Infinitesimals - finding the E field

[Identity]

The problem is to find the E field a distance z above the centre of a square sheet of charge of side length a and charge density \sigma.

The solutions use the result for a square loop and integrate to get the result for the square sheet, however it's the change \lambda \to \sigma \frac{da}{2}

In the diagram on the right, since we have a+da, widths of \frac{da}{2} make sense. But what if we instead chose to do a+2da, so that we would have widths of da? That would increase the integrand by a factor of 2.

Also, I still can't get my head around how the 1-dimensional charge density \lambda could be converted into a 2-dimensional surface charge density \sigma. Could someone please explain the reasoning behind it?


Thanks

 

[Doc Al]

Also, I still can't get my head around how the 1-dimensional charge density \lambda could be converted into a 2-dimensional surface charge density \sigma. Could someone please explain the reasoning behind it?

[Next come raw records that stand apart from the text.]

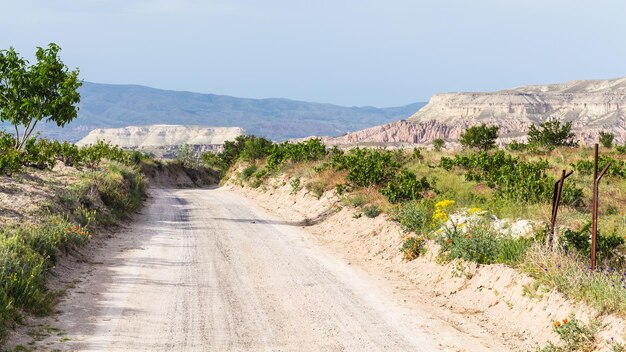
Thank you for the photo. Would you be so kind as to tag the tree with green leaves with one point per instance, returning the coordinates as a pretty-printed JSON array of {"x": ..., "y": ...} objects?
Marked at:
[
  {"x": 45, "y": 91},
  {"x": 606, "y": 139},
  {"x": 552, "y": 134},
  {"x": 481, "y": 137},
  {"x": 438, "y": 144}
]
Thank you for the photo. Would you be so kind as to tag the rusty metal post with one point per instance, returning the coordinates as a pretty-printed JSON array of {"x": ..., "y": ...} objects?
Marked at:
[
  {"x": 594, "y": 213},
  {"x": 556, "y": 201}
]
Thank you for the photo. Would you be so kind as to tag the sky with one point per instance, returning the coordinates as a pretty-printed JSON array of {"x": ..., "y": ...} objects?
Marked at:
[{"x": 346, "y": 52}]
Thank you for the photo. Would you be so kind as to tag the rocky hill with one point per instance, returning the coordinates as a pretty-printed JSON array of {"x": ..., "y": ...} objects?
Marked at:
[
  {"x": 592, "y": 106},
  {"x": 164, "y": 140},
  {"x": 115, "y": 106}
]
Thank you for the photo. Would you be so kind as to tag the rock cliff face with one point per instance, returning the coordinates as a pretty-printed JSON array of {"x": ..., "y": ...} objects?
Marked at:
[
  {"x": 591, "y": 106},
  {"x": 164, "y": 140}
]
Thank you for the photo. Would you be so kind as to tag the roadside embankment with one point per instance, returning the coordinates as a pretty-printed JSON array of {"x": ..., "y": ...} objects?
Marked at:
[{"x": 497, "y": 298}]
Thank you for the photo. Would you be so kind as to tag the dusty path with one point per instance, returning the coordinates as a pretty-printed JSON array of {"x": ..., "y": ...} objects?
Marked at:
[{"x": 208, "y": 270}]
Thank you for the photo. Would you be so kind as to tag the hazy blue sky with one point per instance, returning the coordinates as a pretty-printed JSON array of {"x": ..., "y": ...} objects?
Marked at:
[{"x": 349, "y": 52}]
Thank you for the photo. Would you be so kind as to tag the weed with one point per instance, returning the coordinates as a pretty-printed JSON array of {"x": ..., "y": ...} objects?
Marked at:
[
  {"x": 413, "y": 247},
  {"x": 414, "y": 216},
  {"x": 248, "y": 172},
  {"x": 371, "y": 211},
  {"x": 574, "y": 336},
  {"x": 356, "y": 200},
  {"x": 295, "y": 185},
  {"x": 316, "y": 189}
]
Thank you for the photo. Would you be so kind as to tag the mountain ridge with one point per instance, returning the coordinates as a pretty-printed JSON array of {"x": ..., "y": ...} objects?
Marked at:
[
  {"x": 591, "y": 105},
  {"x": 117, "y": 106}
]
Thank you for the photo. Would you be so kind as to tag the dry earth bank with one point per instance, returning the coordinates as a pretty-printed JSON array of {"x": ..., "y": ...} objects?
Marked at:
[{"x": 493, "y": 299}]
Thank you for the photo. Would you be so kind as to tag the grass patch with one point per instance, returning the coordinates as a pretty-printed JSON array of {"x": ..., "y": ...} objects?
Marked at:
[
  {"x": 604, "y": 289},
  {"x": 28, "y": 252}
]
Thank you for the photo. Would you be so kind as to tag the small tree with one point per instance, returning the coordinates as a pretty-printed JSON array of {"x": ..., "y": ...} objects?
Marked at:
[
  {"x": 186, "y": 155},
  {"x": 45, "y": 91},
  {"x": 438, "y": 144},
  {"x": 606, "y": 139},
  {"x": 552, "y": 134},
  {"x": 482, "y": 137}
]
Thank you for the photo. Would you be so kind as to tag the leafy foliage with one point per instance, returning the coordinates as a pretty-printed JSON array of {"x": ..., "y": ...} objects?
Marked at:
[
  {"x": 368, "y": 167},
  {"x": 405, "y": 186},
  {"x": 481, "y": 137},
  {"x": 310, "y": 150},
  {"x": 617, "y": 168},
  {"x": 574, "y": 336},
  {"x": 187, "y": 156},
  {"x": 44, "y": 91},
  {"x": 413, "y": 247},
  {"x": 552, "y": 134},
  {"x": 438, "y": 144}
]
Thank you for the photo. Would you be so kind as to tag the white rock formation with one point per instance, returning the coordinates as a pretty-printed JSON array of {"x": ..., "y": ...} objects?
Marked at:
[{"x": 141, "y": 137}]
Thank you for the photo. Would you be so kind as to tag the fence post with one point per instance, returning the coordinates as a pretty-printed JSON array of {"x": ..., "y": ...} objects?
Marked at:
[
  {"x": 594, "y": 214},
  {"x": 556, "y": 201}
]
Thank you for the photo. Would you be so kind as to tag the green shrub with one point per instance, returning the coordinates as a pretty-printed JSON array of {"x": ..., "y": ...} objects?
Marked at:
[
  {"x": 68, "y": 153},
  {"x": 617, "y": 168},
  {"x": 479, "y": 245},
  {"x": 356, "y": 200},
  {"x": 516, "y": 146},
  {"x": 10, "y": 161},
  {"x": 512, "y": 250},
  {"x": 368, "y": 167},
  {"x": 248, "y": 172},
  {"x": 22, "y": 282},
  {"x": 580, "y": 241},
  {"x": 371, "y": 211},
  {"x": 186, "y": 155},
  {"x": 255, "y": 148},
  {"x": 511, "y": 178},
  {"x": 413, "y": 247},
  {"x": 481, "y": 137},
  {"x": 310, "y": 150},
  {"x": 316, "y": 189},
  {"x": 39, "y": 153},
  {"x": 552, "y": 134},
  {"x": 121, "y": 187},
  {"x": 438, "y": 144},
  {"x": 55, "y": 235},
  {"x": 405, "y": 186},
  {"x": 606, "y": 139},
  {"x": 295, "y": 185},
  {"x": 414, "y": 216},
  {"x": 574, "y": 336}
]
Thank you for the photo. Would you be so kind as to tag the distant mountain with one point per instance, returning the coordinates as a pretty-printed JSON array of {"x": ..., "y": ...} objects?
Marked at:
[
  {"x": 110, "y": 106},
  {"x": 592, "y": 106}
]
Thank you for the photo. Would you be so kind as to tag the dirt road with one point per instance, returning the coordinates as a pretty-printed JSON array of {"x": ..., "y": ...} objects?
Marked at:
[{"x": 208, "y": 270}]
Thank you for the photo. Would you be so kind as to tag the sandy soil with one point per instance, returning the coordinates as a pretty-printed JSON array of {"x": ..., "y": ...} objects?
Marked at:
[
  {"x": 204, "y": 269},
  {"x": 477, "y": 300}
]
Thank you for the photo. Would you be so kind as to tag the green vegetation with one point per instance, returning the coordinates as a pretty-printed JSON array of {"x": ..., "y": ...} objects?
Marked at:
[
  {"x": 438, "y": 144},
  {"x": 426, "y": 192},
  {"x": 481, "y": 137},
  {"x": 512, "y": 178},
  {"x": 606, "y": 139},
  {"x": 574, "y": 336},
  {"x": 552, "y": 134},
  {"x": 28, "y": 252},
  {"x": 46, "y": 91}
]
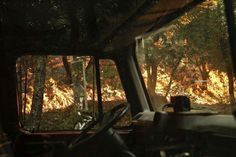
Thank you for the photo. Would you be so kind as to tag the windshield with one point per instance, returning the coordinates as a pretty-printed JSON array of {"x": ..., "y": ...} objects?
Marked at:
[{"x": 190, "y": 57}]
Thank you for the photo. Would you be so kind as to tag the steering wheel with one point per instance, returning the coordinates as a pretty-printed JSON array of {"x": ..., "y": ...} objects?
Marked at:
[{"x": 107, "y": 120}]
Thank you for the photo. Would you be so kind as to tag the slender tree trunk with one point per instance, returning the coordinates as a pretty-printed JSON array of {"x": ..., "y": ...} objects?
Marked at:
[
  {"x": 172, "y": 76},
  {"x": 153, "y": 78},
  {"x": 68, "y": 69},
  {"x": 39, "y": 83},
  {"x": 78, "y": 89},
  {"x": 205, "y": 77},
  {"x": 231, "y": 85}
]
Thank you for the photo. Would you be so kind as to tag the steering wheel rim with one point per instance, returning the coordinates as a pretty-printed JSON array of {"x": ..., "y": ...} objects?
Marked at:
[{"x": 109, "y": 118}]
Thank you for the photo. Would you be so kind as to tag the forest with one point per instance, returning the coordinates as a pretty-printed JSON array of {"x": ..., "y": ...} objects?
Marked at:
[{"x": 190, "y": 56}]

You can view the charge of a strip in terms of a line charge (λ*length) or a surface charge (σ*area). Either way, the charge is the same:

λa = σa da/2 → λ = σ da/2

(ignoring higher powers of infinitesimals)

 

[Identity]

Oh thanks, so multiplying "σa" by the infinitesimal "da/2" makes it look like approximately like a line distribution, i get that

But the da/2 still seems too arbitrary... operations on infinitesimals is tricky

What if we started out by assigning the widths "da" to the left and right sides. Then the bottom would simply be "a+2da", wouldn't it?
I mean, it changes the whole answer by a factor of 2, but it still seems pretty reasonable to me.

 

[Doc Al]

What if we started out by assigning the widths "da" to the left and right sides. Then the bottom would simply be "a+2da", wouldn't it?
I mean, it changes the whole answer by a factor of 2, but it still seems pretty reasonable to me.

But that would mean that your variable of integration is no longer the length of the side, but twice the length of the side. You'd have to divide by 2, which brings you back to where you started.